Elaine made handcrafts on the train journey from home in Elsternwick to work. She 'couldn't stand to sit around not occupied'. She gave many pieces away to friends for their glory boxes, and made others especially for her mother.

Physical Description

Cream-coloured crocheted table cloth, circular. Consists of six wedges, meeting in the centre, cumulatively making a circle with rippled edges. Each wedge is crocheted with image of flowers and scrolls.

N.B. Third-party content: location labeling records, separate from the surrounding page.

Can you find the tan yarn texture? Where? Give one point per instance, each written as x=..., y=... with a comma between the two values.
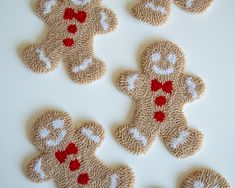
x=139, y=134
x=82, y=66
x=205, y=178
x=156, y=12
x=48, y=138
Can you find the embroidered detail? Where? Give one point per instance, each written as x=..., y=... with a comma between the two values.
x=43, y=58
x=48, y=6
x=90, y=135
x=103, y=21
x=155, y=8
x=131, y=81
x=86, y=63
x=192, y=87
x=138, y=136
x=113, y=181
x=38, y=169
x=183, y=135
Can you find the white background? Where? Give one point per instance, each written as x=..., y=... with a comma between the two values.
x=208, y=41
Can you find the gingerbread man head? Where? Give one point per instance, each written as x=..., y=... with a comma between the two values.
x=72, y=26
x=160, y=91
x=68, y=155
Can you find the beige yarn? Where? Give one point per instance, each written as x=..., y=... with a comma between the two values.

Statement of Significance:

One of several items documenting a post-war Melbourne wedding. The items encapsulate the events and traditions of the time: the bride had accumulated a glory box pre-war and during World War II, making many of the pieces herself. Her dress was made from fabric purchased with coupons from Georges (war-time rationing of clothing was gazetted on 12 June 1942 and removed on 24 June 1948), was designed by herself and was made by her mother's dressmaker.

The significance of this collection is further enhanced by the comprehensive story provided by the bride, who donated the dress, accessories and several textiles from her glory box. She tells of settlement on a poultry farm in Clayton obtained by her husband as an ex-serviceman, of their struggle to make a life there, and of their eventual decision to move to Mornington to raise their family, with her husband working as a public servant. The story also links to the story of her father, who kept meticulous account books documenting the expenditure of his family for over 40 years, also donated to Museum Victoria.